In Part II, Ginsberg tells of the nature of Naomi’s sickness and what it meant for him to witness as a young person. The poem suggests that she often looked to him for protection because of her paranoid fantasies and often confided in him. Naomi’s paranoia consisted of her belief that someone or something was out to get her and that medical professionals wanted to kill her. There were also times when most sounds and any light terrified her. In Part II the reader also learns that Naomi’s first nervous breakdown was in 1919 and caused her to stay in a dark room for three weeks. Ginsberg does not only write about the bad times, but also the good times. The times when Naomi was doing well are explained at length and reflect the love and hope he had for his mother.

===A Broader Meaning===
The poem, in addition to being about Naomi Ginsberg’s life, is Allen Ginsberg’s reflection on the meaning of life and death. At many points throughout the poem, Ginsberg comments on the approach of his own death. He also talks about other members of his family and events that surrounded his life with his mother, such as the Great Depression. He relates his experiences and his mother’s sickness with the struggles of people as a whole. The poem also touches on religion and Ginsberg’s confusion and disconnect from his own religion of Judaism. It questions the importance of religious authority and authority in general.

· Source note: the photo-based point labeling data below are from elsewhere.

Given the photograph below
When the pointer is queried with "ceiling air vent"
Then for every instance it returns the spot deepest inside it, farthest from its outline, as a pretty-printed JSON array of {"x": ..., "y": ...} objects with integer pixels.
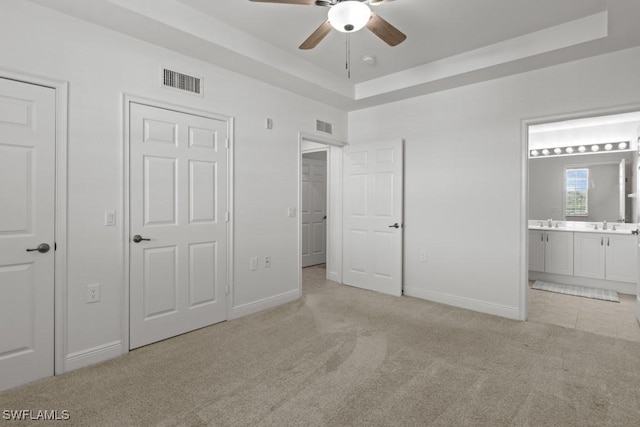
[
  {"x": 176, "y": 80},
  {"x": 324, "y": 127}
]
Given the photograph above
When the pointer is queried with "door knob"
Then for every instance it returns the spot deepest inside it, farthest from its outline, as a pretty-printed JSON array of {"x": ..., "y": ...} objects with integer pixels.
[{"x": 43, "y": 248}]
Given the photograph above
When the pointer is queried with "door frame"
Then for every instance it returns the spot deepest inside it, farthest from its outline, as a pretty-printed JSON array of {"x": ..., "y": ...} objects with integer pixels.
[
  {"x": 127, "y": 100},
  {"x": 524, "y": 201},
  {"x": 334, "y": 188},
  {"x": 61, "y": 89}
]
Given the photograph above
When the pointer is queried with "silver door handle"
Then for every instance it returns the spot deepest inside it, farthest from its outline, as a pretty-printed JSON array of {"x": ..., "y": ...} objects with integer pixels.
[{"x": 43, "y": 248}]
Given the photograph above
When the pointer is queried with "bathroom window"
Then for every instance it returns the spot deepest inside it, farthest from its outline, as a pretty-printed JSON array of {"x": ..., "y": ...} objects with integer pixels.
[{"x": 577, "y": 192}]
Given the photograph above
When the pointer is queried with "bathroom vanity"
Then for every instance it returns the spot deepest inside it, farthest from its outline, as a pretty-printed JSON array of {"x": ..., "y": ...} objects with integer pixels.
[{"x": 580, "y": 253}]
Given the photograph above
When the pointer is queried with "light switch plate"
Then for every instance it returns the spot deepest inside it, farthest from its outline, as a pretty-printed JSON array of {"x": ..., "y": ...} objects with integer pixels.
[{"x": 110, "y": 218}]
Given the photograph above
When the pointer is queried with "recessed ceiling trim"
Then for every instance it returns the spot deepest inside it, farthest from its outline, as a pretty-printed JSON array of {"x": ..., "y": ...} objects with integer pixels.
[{"x": 572, "y": 33}]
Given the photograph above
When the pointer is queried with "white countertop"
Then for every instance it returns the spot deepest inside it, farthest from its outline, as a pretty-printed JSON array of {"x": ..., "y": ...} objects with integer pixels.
[{"x": 584, "y": 227}]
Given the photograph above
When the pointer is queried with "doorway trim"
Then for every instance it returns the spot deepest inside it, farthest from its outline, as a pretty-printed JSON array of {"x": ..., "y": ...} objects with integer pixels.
[
  {"x": 127, "y": 100},
  {"x": 61, "y": 89},
  {"x": 524, "y": 202},
  {"x": 334, "y": 188}
]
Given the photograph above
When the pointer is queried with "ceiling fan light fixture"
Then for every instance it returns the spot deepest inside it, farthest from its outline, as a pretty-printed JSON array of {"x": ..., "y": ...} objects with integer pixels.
[{"x": 349, "y": 16}]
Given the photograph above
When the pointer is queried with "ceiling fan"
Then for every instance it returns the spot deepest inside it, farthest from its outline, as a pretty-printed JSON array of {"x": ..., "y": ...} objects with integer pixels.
[{"x": 348, "y": 16}]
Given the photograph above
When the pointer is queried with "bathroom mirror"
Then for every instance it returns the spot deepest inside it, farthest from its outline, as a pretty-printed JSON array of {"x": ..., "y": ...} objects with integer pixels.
[
  {"x": 585, "y": 169},
  {"x": 591, "y": 188}
]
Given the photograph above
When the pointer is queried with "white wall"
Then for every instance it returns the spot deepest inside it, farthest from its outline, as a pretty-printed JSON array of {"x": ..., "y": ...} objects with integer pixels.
[
  {"x": 100, "y": 65},
  {"x": 464, "y": 173}
]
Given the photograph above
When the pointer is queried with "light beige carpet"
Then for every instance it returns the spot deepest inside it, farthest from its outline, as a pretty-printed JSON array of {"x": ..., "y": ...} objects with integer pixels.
[{"x": 345, "y": 357}]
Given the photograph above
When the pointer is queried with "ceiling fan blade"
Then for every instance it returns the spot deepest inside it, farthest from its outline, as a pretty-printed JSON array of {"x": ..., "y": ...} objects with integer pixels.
[
  {"x": 387, "y": 32},
  {"x": 317, "y": 36},
  {"x": 302, "y": 2}
]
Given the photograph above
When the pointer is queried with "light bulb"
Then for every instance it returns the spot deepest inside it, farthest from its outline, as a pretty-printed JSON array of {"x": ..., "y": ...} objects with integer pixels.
[{"x": 349, "y": 16}]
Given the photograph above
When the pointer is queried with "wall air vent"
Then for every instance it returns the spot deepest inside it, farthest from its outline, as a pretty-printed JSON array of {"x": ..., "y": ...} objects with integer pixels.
[
  {"x": 324, "y": 127},
  {"x": 176, "y": 80}
]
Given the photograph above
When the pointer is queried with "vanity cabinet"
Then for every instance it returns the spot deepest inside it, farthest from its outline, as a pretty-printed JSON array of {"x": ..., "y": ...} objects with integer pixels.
[
  {"x": 605, "y": 256},
  {"x": 551, "y": 251}
]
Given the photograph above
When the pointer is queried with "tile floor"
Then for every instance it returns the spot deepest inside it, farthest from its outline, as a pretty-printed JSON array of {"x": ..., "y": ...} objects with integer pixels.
[{"x": 587, "y": 314}]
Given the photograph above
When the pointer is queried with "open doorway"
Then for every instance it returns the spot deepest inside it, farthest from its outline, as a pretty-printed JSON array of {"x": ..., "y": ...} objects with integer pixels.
[
  {"x": 582, "y": 215},
  {"x": 313, "y": 208},
  {"x": 320, "y": 207}
]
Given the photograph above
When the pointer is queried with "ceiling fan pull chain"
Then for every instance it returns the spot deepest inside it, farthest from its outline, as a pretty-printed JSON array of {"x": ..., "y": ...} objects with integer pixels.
[{"x": 348, "y": 59}]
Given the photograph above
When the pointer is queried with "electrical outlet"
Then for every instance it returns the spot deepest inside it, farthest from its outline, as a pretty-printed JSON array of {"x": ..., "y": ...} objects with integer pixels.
[
  {"x": 110, "y": 218},
  {"x": 93, "y": 293}
]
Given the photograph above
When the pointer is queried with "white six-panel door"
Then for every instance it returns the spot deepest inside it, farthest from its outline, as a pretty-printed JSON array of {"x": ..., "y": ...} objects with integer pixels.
[
  {"x": 372, "y": 223},
  {"x": 27, "y": 199},
  {"x": 313, "y": 211},
  {"x": 178, "y": 201}
]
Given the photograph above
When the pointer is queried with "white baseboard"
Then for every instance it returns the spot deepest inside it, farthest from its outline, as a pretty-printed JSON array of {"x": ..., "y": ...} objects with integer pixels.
[
  {"x": 466, "y": 303},
  {"x": 264, "y": 304},
  {"x": 80, "y": 359},
  {"x": 622, "y": 287}
]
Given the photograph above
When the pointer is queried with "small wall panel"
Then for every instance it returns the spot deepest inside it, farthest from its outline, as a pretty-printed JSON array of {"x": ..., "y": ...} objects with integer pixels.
[
  {"x": 17, "y": 307},
  {"x": 358, "y": 195},
  {"x": 384, "y": 156},
  {"x": 318, "y": 237},
  {"x": 160, "y": 281},
  {"x": 203, "y": 138},
  {"x": 358, "y": 250},
  {"x": 202, "y": 273},
  {"x": 202, "y": 191},
  {"x": 305, "y": 204},
  {"x": 16, "y": 186},
  {"x": 305, "y": 231},
  {"x": 359, "y": 158},
  {"x": 384, "y": 194},
  {"x": 160, "y": 132},
  {"x": 383, "y": 264},
  {"x": 160, "y": 192},
  {"x": 16, "y": 112}
]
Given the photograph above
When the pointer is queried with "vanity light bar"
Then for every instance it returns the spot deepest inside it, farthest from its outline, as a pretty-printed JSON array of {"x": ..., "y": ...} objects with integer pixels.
[{"x": 580, "y": 149}]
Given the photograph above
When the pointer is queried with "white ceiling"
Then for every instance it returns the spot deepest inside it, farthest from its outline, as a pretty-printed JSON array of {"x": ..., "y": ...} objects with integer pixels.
[{"x": 449, "y": 42}]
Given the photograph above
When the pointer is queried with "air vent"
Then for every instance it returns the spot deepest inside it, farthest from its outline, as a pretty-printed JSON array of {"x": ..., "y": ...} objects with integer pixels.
[
  {"x": 181, "y": 81},
  {"x": 324, "y": 127}
]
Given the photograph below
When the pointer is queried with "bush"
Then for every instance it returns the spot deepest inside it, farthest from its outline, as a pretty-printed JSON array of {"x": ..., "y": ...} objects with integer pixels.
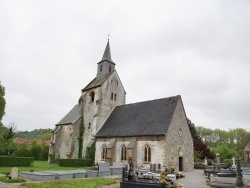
[
  {"x": 74, "y": 162},
  {"x": 16, "y": 161}
]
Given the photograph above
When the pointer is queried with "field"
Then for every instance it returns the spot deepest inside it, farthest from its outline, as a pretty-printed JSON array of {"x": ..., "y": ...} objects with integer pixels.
[{"x": 76, "y": 183}]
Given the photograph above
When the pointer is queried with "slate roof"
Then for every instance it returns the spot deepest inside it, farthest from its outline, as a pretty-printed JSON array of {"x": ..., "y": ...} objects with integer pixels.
[
  {"x": 96, "y": 82},
  {"x": 140, "y": 119},
  {"x": 107, "y": 54},
  {"x": 71, "y": 117}
]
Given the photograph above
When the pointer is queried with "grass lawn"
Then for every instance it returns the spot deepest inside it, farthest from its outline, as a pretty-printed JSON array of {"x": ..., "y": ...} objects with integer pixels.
[
  {"x": 38, "y": 166},
  {"x": 76, "y": 183}
]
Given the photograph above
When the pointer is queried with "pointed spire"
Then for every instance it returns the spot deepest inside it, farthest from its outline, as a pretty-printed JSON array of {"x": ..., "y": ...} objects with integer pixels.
[{"x": 107, "y": 54}]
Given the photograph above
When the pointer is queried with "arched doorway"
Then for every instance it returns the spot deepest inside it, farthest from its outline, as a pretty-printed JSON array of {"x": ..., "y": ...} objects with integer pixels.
[{"x": 180, "y": 159}]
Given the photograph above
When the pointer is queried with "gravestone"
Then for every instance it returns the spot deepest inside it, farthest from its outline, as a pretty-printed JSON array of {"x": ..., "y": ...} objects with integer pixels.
[
  {"x": 14, "y": 173},
  {"x": 233, "y": 165},
  {"x": 205, "y": 161},
  {"x": 104, "y": 167},
  {"x": 117, "y": 168},
  {"x": 118, "y": 164}
]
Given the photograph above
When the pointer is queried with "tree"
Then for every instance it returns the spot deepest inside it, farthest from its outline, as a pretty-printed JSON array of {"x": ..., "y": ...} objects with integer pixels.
[
  {"x": 2, "y": 105},
  {"x": 192, "y": 129},
  {"x": 201, "y": 150},
  {"x": 10, "y": 132}
]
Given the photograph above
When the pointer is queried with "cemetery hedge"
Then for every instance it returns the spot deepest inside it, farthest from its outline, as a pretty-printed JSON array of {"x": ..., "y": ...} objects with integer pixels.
[
  {"x": 16, "y": 161},
  {"x": 74, "y": 162}
]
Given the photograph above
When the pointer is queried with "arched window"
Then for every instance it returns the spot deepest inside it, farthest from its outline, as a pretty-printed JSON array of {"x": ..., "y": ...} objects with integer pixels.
[
  {"x": 92, "y": 96},
  {"x": 104, "y": 152},
  {"x": 123, "y": 152},
  {"x": 147, "y": 154}
]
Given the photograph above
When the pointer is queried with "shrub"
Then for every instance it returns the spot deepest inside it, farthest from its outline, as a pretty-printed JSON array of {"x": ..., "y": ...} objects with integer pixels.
[
  {"x": 16, "y": 161},
  {"x": 74, "y": 162}
]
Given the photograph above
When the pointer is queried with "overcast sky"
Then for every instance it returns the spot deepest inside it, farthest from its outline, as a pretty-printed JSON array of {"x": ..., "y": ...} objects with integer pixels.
[{"x": 200, "y": 50}]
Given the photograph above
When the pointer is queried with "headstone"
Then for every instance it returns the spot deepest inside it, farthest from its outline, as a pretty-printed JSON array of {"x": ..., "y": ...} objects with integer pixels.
[
  {"x": 104, "y": 167},
  {"x": 233, "y": 165},
  {"x": 205, "y": 161},
  {"x": 156, "y": 167},
  {"x": 151, "y": 167},
  {"x": 118, "y": 164},
  {"x": 14, "y": 173}
]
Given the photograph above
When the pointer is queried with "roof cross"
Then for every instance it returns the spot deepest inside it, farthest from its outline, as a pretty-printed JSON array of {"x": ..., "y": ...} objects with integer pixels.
[{"x": 109, "y": 35}]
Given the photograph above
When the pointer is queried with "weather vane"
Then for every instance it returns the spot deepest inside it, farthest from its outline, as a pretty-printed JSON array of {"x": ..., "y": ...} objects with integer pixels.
[{"x": 109, "y": 35}]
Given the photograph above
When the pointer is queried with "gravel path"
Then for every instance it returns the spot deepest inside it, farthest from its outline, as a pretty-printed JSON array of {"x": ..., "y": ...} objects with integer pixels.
[{"x": 193, "y": 179}]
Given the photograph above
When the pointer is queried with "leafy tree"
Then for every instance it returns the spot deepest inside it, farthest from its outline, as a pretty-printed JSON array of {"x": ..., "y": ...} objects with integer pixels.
[
  {"x": 2, "y": 105},
  {"x": 226, "y": 153},
  {"x": 7, "y": 147},
  {"x": 200, "y": 149},
  {"x": 24, "y": 151},
  {"x": 10, "y": 132},
  {"x": 36, "y": 150}
]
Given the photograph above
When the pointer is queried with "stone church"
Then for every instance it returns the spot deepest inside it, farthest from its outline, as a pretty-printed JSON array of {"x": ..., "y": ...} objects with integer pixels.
[{"x": 143, "y": 133}]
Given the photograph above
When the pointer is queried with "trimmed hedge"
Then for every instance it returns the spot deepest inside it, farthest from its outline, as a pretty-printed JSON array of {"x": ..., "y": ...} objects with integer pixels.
[
  {"x": 74, "y": 162},
  {"x": 16, "y": 161}
]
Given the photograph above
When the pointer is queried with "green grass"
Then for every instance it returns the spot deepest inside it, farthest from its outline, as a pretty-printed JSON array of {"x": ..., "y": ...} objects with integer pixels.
[
  {"x": 77, "y": 183},
  {"x": 6, "y": 180},
  {"x": 38, "y": 166}
]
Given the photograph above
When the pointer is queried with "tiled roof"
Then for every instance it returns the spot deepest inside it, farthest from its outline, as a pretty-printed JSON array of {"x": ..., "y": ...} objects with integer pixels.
[
  {"x": 71, "y": 117},
  {"x": 140, "y": 119}
]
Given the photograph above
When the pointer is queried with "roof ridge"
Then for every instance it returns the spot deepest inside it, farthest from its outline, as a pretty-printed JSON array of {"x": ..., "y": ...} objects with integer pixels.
[{"x": 177, "y": 96}]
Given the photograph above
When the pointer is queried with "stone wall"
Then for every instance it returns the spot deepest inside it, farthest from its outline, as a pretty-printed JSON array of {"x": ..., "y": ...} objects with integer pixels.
[
  {"x": 97, "y": 111},
  {"x": 64, "y": 143},
  {"x": 179, "y": 142}
]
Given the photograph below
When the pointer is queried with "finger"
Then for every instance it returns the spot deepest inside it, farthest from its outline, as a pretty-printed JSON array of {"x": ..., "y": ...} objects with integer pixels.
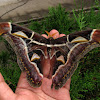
[
  {"x": 57, "y": 94},
  {"x": 44, "y": 35},
  {"x": 23, "y": 83},
  {"x": 67, "y": 85},
  {"x": 61, "y": 35},
  {"x": 5, "y": 92}
]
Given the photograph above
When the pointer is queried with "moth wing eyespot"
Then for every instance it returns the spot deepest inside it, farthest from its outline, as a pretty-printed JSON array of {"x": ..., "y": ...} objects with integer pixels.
[
  {"x": 20, "y": 34},
  {"x": 79, "y": 39},
  {"x": 35, "y": 57}
]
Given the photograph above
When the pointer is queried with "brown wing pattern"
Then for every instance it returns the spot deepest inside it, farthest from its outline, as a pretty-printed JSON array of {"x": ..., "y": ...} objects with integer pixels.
[{"x": 62, "y": 54}]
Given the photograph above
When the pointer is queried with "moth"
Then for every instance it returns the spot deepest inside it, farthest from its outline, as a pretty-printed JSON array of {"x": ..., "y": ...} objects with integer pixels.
[{"x": 63, "y": 54}]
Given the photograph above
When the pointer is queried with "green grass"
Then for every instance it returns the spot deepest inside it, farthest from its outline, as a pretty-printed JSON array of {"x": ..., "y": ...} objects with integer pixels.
[{"x": 85, "y": 83}]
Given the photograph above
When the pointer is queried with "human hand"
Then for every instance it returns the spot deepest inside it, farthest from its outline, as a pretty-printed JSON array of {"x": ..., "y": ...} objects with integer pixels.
[{"x": 25, "y": 92}]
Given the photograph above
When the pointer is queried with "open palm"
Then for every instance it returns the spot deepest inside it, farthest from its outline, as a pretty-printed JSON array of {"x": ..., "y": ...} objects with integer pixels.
[{"x": 25, "y": 92}]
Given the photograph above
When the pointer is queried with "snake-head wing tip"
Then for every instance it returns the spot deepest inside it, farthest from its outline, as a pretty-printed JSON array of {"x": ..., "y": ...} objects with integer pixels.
[{"x": 5, "y": 27}]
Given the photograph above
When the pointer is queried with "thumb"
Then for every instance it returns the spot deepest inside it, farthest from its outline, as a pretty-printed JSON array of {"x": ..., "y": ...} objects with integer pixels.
[{"x": 5, "y": 92}]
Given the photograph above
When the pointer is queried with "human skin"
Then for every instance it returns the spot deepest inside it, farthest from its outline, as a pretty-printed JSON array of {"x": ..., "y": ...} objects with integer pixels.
[{"x": 25, "y": 92}]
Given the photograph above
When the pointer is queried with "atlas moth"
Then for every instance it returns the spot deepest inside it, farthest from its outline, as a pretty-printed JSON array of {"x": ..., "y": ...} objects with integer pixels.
[{"x": 63, "y": 53}]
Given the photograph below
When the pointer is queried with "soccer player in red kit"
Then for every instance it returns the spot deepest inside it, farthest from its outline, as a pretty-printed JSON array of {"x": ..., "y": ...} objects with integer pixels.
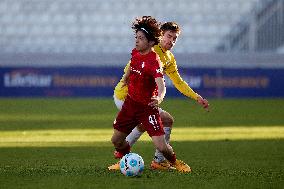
[{"x": 146, "y": 90}]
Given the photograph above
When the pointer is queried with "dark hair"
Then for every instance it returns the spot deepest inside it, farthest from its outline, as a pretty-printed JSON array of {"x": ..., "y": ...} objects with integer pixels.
[
  {"x": 150, "y": 26},
  {"x": 172, "y": 26}
]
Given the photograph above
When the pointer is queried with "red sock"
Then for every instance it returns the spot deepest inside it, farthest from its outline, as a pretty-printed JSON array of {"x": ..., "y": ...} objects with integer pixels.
[{"x": 173, "y": 158}]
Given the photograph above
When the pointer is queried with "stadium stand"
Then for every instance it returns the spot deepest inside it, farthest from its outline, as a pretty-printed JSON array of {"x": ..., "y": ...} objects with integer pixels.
[{"x": 95, "y": 26}]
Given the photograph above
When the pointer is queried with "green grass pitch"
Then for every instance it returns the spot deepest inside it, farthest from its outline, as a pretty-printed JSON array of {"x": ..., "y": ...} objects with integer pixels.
[{"x": 65, "y": 143}]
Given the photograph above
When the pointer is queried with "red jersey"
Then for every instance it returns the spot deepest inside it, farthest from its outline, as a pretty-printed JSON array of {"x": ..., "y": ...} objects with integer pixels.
[{"x": 143, "y": 71}]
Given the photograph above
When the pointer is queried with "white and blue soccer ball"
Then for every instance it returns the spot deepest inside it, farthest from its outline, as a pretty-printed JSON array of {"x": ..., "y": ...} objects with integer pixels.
[{"x": 131, "y": 165}]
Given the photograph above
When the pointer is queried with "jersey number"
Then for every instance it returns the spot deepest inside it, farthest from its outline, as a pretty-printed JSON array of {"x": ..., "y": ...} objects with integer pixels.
[{"x": 153, "y": 121}]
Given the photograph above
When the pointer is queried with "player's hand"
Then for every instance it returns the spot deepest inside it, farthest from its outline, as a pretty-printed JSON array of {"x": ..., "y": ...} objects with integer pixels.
[
  {"x": 155, "y": 102},
  {"x": 203, "y": 102}
]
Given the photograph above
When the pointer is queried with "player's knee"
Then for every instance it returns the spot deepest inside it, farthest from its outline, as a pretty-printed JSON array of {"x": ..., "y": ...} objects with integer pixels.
[
  {"x": 116, "y": 142},
  {"x": 141, "y": 128},
  {"x": 162, "y": 148}
]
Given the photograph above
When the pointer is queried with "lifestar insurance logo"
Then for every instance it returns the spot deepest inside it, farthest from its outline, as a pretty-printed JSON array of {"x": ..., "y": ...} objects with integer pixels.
[{"x": 27, "y": 78}]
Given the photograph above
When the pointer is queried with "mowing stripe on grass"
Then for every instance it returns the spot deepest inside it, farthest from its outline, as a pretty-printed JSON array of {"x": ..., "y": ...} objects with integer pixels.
[{"x": 78, "y": 137}]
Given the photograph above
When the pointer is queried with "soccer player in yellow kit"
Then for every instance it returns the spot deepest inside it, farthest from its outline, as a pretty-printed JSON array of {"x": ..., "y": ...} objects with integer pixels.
[{"x": 171, "y": 31}]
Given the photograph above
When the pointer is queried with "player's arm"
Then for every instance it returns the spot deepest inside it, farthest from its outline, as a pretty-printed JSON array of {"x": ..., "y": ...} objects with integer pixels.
[
  {"x": 125, "y": 76},
  {"x": 156, "y": 100},
  {"x": 185, "y": 89}
]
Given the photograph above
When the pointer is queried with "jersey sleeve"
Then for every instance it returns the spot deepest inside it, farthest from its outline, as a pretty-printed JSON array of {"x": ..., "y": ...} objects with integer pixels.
[{"x": 179, "y": 83}]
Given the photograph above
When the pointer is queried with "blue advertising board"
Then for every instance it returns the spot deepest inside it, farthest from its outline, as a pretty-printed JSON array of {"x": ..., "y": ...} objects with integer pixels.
[{"x": 100, "y": 82}]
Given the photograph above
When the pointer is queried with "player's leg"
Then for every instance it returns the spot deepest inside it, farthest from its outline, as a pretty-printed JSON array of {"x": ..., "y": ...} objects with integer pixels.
[
  {"x": 166, "y": 149},
  {"x": 119, "y": 142},
  {"x": 152, "y": 122},
  {"x": 167, "y": 121}
]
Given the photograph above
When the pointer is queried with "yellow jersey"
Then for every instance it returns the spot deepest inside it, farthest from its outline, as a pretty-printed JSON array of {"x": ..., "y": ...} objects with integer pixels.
[{"x": 170, "y": 69}]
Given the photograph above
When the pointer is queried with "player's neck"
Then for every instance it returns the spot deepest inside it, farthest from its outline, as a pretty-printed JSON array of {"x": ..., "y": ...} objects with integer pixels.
[
  {"x": 146, "y": 51},
  {"x": 162, "y": 48}
]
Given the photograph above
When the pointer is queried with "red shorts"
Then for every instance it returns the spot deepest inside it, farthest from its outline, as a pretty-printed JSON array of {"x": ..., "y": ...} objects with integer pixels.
[{"x": 134, "y": 113}]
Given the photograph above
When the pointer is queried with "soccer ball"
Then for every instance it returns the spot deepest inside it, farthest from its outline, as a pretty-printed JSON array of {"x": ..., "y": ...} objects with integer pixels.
[{"x": 131, "y": 165}]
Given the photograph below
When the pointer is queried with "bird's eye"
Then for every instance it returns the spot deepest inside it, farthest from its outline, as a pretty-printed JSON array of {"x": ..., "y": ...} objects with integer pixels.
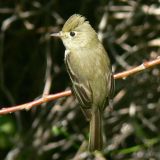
[{"x": 72, "y": 34}]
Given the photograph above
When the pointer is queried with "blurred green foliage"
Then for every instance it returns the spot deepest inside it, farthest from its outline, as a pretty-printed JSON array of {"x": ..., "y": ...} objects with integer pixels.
[{"x": 31, "y": 64}]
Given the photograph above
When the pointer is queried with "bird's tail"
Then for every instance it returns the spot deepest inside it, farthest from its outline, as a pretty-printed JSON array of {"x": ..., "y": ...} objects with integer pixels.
[{"x": 95, "y": 135}]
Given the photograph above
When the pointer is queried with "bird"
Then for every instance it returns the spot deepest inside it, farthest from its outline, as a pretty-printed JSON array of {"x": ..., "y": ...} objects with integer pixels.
[{"x": 89, "y": 69}]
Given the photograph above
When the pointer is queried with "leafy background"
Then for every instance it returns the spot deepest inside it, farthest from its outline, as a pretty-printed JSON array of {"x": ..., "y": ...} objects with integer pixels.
[{"x": 31, "y": 64}]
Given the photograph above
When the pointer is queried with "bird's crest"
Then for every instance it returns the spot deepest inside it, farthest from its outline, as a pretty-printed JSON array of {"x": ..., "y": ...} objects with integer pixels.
[{"x": 73, "y": 22}]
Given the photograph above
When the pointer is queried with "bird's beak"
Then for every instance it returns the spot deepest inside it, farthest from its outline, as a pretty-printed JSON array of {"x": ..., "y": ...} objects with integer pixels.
[{"x": 56, "y": 34}]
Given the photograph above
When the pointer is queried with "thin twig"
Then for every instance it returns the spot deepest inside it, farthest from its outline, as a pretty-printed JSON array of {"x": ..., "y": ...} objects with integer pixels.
[{"x": 52, "y": 97}]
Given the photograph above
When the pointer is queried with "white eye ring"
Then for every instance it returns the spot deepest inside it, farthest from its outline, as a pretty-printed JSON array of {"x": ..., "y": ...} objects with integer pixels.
[{"x": 72, "y": 33}]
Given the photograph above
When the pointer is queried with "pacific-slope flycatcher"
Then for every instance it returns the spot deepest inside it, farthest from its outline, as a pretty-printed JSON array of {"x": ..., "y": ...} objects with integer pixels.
[{"x": 89, "y": 69}]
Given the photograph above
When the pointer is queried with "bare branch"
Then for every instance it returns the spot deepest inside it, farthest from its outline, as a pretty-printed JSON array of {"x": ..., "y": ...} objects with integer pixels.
[{"x": 52, "y": 97}]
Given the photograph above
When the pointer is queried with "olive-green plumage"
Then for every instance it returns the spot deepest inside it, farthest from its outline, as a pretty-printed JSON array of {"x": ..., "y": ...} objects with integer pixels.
[{"x": 89, "y": 69}]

==Structure/Poetic Devices==
This poem is similar to Howl (1955) in that it has the same structure. Each line is quite long, and Ginsberg has said these long lines are meant to be read in a single breath. In this and many of Ginsberg’s poems, there is a sense of urgency and hyperactivity. It is as if the poem is just a collection of his memories spilled onto the page. There is no uniform structure to the poem. Some lines are indented, some are not. Ginsberg uses hyphens as punctuation often, and the sentences are often run-ons, brimming with different ideas and images.

One interesting device Ginsberg uses in this poem is capitalization. Several words like “Death”, “Day”, “Mercy” and “Oblivion”, are capitalized even though they don’t necessarily have to be. The capitalization of the words denotes their heightened importance in the poem. “Oblivion” in this poem is not just an abstraction; it is meant to describe a very real place, thus it is capitalized.